Поодаль стояли старики отцы, Левко и Уляс, и переглядывались между собою, сказать ли ему кое-что или нет; стояла и Уляна; но бледная, без памяти, без сознания, что делает. Она держала белый фартук в руке, под подбородком и поглядывала на мужа, но так, как будто не видела его, как будто и душой, и мыслями была совершенно в другом месте; страх пробегал по ней дрожью и застилал глаза слезами.
Приезд Оксена пробудил в ней угрызения совести, испугал, по*-рвал сладкую связь, уже нескольких дней, нескольких ночей, проведенных с Тадеушем. Она, думая о том, как придется ей покинуть его, и воротиться опять в свою избу, к мужу, к детям, и не видеть возлюбленного, не любить, не просиживать с ним длинных вечеров, плакала кровавыми слезами в душе, ибо не могла плакать глазами. Все на нее смотрели.
Старый Гончар, поздоровавшись с детьми, которым дал по яблоку, справившись потом о хозяйстве, и отдавши жене платок, привезенный в гостинец, не беспокоился уже больше ни о чем и пошел с двумя стариками, отцом и тестем, в корчму. К ним присоединился молодой Павлюк, брат Оксена, который, в силу возложенной на него обязанности, самым внимательным образом стерег Уляну, и лучше всех сам знал обо всем, и чрезвычайно хотел сообщить об этом Оксену.

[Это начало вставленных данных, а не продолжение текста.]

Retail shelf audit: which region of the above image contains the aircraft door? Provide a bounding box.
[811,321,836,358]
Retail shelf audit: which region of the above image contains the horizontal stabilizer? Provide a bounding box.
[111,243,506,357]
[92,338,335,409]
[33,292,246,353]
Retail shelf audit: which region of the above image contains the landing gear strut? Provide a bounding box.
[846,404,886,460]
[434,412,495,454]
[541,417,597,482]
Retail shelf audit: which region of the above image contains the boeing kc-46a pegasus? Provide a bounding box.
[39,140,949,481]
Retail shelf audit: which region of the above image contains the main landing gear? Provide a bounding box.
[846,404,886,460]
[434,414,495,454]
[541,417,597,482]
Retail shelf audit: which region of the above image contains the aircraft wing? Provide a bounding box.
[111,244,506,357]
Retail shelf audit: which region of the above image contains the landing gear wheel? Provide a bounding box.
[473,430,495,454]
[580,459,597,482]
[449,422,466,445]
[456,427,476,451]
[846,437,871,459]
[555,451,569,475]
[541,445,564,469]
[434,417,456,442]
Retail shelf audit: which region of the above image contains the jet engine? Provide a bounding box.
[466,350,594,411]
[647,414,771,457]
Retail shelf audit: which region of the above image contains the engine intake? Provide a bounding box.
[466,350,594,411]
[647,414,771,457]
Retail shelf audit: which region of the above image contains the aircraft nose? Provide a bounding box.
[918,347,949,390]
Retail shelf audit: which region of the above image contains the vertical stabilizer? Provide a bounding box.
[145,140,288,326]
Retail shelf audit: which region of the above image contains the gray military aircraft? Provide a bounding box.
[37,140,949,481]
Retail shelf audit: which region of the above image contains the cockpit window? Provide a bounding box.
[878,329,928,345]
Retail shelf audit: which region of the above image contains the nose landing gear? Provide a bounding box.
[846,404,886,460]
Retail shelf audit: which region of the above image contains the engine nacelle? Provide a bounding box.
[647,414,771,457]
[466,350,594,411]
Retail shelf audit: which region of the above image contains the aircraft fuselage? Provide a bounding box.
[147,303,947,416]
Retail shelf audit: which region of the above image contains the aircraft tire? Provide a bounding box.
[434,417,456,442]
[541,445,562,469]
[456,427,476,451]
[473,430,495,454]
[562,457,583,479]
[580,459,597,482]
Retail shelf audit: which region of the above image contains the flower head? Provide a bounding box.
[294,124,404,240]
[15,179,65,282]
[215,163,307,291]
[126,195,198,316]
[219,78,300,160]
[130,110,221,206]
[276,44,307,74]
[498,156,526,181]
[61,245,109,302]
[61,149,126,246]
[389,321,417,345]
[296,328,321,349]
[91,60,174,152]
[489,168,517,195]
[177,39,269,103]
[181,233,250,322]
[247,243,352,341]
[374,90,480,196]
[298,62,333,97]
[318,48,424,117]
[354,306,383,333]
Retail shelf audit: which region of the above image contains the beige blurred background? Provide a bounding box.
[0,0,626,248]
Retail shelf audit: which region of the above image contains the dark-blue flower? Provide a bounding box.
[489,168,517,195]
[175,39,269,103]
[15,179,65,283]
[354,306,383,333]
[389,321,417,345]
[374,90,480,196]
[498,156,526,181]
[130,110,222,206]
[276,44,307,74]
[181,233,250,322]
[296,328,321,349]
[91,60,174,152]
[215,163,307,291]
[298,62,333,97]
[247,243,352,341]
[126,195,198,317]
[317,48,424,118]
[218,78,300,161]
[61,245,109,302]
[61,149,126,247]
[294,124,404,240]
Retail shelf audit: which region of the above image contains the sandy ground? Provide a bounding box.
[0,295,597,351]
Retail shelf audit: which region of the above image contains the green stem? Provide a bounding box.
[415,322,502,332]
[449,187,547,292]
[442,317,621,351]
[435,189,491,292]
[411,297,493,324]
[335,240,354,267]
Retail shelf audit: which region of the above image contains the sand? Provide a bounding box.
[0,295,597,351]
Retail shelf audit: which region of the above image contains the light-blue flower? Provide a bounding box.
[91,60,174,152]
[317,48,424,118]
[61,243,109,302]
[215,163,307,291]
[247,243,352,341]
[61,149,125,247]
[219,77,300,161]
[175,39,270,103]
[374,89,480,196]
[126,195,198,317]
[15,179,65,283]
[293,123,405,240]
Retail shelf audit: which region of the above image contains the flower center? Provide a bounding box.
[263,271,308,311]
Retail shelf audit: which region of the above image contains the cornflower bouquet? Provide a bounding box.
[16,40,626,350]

Когда все они пошли, Уляна, видя их серьезные лица, их значительное молчание, догадалась, к чему клонится дело, и заранее предчувствовала близкую бурю.
Плача украдкой, она стала обтирать лавки и столы, становить их к окошку и смотрела на уходящих, думая о том, что будет, когда они вернутся. Знала она, что Павлюк и Левко скажут мужу обо всем, но надеялась оправдаться как-нибудь при упреках, не ожидая, впрочем, чтобы дело обошлось спокойно, без ругательств, гнева, а, может быть, и побоев. И ей так странно было подумать, что ее кто-нибудь может бить и ругать.